Sept. 13, 2021 7:35p

(WGTD)---It’s not that Jeff Peterson and Mark Becker can predict the future. They have, however, done an excellent job preparing for it, and along the way, capitalizing on change.

Peterson and Becker are co-owners of Geneva Supply, a Delavan-based company that for the past 12 years has served other businesses with e-marketing and distribution support. The company began with four employees, and has grown to nearly 200.  It recently took over a large, vacant warehouse in Wilmot in order to serve Chicago-area clients.

In a recent WGTD News interview, co-owner Peterson noted that his business career began modestly with a series of jobs that included working for a liquor distributorship, owning a sports bar and serving as a manager for a tool distributorship. He teamed up with Becker in 2009 to begin providing services to companies that signed on to have their products sold through Amazon. Since then, Geneva Supply has specialized in staying ahead of the curve in providing a growing and changing list of services to fill whatever needs its customers presented.

Peterson’s academic springboard was a four-year degree in business management from Carroll University in Waukesha.

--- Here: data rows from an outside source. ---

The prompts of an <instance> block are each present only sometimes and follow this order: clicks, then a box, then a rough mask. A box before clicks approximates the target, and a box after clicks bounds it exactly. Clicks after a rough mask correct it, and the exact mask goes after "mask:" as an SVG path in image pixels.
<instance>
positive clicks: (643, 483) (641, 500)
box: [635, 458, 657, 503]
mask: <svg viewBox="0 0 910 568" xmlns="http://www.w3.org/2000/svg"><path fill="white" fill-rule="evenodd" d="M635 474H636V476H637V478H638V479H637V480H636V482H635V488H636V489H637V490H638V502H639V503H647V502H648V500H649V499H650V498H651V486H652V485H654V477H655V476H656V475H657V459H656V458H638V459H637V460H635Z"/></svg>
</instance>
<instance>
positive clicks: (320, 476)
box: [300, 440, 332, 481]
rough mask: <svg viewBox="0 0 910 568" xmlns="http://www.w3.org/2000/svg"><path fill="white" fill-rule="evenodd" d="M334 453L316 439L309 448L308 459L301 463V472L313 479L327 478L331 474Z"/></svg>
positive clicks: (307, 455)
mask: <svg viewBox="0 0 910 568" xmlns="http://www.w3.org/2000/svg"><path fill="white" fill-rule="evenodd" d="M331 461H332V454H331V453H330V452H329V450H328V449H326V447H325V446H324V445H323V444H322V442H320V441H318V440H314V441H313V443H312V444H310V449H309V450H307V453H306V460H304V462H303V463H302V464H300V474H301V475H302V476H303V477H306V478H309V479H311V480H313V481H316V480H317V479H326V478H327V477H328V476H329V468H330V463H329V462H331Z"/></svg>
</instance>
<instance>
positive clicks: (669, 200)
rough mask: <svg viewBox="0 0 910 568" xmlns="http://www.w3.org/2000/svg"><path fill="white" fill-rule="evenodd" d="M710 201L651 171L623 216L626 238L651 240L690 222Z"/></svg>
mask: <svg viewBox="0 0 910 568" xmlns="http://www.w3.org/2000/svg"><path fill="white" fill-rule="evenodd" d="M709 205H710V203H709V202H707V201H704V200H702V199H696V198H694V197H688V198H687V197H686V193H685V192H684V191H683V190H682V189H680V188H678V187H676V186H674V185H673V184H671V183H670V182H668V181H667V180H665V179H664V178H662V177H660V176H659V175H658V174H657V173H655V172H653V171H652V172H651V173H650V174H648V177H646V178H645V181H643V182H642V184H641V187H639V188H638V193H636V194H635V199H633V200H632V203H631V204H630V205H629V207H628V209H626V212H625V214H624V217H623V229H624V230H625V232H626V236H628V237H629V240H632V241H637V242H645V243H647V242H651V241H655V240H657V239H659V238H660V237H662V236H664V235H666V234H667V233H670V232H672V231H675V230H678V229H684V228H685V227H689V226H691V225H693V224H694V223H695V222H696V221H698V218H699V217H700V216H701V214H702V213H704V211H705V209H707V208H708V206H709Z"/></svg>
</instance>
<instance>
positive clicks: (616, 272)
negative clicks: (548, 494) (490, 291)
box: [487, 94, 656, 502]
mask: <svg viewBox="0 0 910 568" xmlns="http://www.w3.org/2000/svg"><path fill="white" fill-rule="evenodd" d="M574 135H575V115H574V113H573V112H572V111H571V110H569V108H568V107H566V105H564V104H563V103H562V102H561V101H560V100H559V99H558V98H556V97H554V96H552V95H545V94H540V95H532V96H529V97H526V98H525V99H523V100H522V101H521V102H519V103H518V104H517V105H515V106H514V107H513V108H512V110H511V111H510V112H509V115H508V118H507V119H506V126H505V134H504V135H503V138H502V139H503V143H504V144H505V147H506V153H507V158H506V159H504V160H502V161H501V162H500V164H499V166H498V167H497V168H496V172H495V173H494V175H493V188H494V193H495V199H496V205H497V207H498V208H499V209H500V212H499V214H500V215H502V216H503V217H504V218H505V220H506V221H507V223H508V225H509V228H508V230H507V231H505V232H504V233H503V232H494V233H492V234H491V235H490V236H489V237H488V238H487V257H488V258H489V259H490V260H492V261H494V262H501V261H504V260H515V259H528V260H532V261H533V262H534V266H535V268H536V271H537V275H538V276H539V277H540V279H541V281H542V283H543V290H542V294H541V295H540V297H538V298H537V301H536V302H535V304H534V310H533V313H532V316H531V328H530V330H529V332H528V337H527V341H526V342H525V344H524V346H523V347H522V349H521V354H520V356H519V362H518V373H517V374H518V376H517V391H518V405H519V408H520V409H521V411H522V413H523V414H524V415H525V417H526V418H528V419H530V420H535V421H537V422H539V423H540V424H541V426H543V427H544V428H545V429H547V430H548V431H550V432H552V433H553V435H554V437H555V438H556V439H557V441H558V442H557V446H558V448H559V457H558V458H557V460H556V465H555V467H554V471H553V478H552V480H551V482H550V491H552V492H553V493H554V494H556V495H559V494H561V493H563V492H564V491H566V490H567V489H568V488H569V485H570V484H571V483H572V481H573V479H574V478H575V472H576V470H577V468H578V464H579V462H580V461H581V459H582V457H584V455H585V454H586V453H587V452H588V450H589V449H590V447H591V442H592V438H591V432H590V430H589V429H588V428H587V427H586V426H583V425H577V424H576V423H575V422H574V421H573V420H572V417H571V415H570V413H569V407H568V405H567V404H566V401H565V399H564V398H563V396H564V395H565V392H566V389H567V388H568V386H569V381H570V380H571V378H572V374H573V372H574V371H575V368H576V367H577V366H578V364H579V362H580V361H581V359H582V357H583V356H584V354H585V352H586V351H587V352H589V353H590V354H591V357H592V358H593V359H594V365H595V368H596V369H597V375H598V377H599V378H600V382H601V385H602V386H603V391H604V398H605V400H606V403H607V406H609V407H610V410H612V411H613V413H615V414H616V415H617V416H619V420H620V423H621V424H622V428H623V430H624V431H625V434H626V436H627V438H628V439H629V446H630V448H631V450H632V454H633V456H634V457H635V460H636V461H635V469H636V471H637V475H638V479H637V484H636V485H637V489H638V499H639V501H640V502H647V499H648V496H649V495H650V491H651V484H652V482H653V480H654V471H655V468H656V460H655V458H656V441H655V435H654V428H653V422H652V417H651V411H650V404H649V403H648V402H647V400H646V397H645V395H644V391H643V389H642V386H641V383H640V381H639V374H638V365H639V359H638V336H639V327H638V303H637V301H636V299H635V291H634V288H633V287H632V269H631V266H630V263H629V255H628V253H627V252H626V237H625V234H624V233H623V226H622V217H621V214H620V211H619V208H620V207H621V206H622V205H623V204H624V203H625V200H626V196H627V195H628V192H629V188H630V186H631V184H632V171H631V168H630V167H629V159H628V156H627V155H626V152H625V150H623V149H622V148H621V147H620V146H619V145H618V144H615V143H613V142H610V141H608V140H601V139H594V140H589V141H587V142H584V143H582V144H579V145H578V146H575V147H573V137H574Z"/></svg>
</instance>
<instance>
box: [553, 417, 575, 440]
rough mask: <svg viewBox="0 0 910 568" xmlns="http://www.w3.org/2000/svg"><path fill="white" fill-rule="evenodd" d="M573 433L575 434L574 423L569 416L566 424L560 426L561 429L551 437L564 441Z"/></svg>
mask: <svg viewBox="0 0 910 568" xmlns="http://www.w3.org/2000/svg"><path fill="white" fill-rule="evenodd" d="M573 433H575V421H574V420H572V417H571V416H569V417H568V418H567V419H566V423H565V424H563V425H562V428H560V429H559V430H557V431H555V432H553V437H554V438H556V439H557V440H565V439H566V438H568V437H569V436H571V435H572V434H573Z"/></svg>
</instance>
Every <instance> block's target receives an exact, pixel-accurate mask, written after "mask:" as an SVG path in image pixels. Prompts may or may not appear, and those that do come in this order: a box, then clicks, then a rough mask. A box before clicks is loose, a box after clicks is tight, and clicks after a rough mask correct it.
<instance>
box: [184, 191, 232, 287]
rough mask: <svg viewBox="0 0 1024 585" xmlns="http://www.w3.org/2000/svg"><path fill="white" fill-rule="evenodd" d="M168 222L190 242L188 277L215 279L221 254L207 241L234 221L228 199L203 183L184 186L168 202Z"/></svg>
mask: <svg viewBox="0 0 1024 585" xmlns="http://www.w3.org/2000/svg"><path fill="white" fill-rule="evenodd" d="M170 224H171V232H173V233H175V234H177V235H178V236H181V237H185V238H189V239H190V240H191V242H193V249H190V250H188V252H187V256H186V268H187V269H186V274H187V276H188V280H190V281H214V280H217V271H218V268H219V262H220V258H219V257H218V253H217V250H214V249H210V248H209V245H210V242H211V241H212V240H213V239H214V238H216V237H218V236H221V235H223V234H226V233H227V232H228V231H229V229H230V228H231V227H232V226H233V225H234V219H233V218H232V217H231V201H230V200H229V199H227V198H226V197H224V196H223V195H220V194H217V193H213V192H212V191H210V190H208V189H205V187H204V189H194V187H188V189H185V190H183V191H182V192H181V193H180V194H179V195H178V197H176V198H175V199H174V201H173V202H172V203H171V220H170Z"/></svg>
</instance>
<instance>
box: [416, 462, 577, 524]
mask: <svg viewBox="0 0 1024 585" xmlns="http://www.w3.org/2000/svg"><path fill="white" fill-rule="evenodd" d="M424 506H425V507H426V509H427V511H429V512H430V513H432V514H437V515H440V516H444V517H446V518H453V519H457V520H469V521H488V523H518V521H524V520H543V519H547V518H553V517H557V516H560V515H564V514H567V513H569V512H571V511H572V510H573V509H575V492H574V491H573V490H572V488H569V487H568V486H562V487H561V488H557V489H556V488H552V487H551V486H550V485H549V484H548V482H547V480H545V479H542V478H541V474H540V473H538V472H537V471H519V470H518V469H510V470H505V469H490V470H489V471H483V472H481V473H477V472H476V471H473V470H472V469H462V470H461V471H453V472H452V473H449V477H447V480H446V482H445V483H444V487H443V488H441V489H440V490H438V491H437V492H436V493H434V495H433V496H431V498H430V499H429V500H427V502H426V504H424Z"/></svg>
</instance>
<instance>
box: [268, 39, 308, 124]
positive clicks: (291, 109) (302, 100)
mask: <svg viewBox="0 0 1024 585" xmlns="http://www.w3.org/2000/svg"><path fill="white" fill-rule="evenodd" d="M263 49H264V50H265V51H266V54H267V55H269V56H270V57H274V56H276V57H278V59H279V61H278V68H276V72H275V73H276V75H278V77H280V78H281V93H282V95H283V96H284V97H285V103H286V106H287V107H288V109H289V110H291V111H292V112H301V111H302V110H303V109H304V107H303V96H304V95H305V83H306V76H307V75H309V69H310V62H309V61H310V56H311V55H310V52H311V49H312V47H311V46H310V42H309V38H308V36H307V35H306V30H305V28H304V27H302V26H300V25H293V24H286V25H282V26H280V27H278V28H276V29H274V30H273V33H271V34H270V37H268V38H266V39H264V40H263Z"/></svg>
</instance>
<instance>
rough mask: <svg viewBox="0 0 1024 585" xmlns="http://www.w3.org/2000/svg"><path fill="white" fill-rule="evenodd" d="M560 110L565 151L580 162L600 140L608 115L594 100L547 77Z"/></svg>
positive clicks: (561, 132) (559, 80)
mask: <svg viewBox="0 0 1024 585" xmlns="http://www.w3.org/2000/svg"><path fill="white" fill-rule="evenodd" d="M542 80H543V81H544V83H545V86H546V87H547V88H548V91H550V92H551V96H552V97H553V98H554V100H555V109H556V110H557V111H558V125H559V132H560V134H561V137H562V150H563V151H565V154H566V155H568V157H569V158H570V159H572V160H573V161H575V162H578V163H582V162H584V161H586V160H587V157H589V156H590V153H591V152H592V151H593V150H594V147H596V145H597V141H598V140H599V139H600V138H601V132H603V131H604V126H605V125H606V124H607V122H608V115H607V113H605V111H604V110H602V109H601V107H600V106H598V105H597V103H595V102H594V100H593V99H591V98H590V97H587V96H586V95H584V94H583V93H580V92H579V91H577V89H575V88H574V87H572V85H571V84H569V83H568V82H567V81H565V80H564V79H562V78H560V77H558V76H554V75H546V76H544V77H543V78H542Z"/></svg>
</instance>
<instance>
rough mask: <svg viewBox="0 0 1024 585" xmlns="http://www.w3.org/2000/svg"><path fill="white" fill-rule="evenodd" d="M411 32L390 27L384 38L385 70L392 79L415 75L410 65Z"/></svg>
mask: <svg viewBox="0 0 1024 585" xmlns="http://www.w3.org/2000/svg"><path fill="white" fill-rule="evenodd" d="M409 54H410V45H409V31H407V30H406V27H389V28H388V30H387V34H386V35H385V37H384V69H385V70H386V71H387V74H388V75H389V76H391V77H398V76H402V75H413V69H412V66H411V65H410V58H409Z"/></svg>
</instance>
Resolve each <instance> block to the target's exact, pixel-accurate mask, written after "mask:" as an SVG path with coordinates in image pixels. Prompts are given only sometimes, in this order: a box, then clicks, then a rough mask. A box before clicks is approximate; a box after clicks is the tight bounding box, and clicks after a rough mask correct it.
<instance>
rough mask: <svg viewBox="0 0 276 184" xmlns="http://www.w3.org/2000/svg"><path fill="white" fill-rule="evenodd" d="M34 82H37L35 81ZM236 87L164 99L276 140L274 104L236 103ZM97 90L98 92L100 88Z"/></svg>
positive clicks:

But he notes that e-commerce wasn’t even a thing back then. "It's always made me realize how different the next five years will be from where it is now," he said. "I think a lot of people sit back and think they know a lot about what's going on when they really have no idea what it's going to be five years from now." He urged young people to continually look for opportunities and be open-minded 

Peterson predicted that Geneva Supply will double in size over the next three years.

The company has already earned a number of honors, including recognitions from the U.S. Small Business Administration and Entrepreneur Magazine.

Becker said building the company to where it's at now hasn't been easy. "In order to get here we had to invest every penny back into the company over and over again," Becker said. "We're to the point now where life is a little more comfortable from what it was five years ago. But it was a grind. It still is a grind."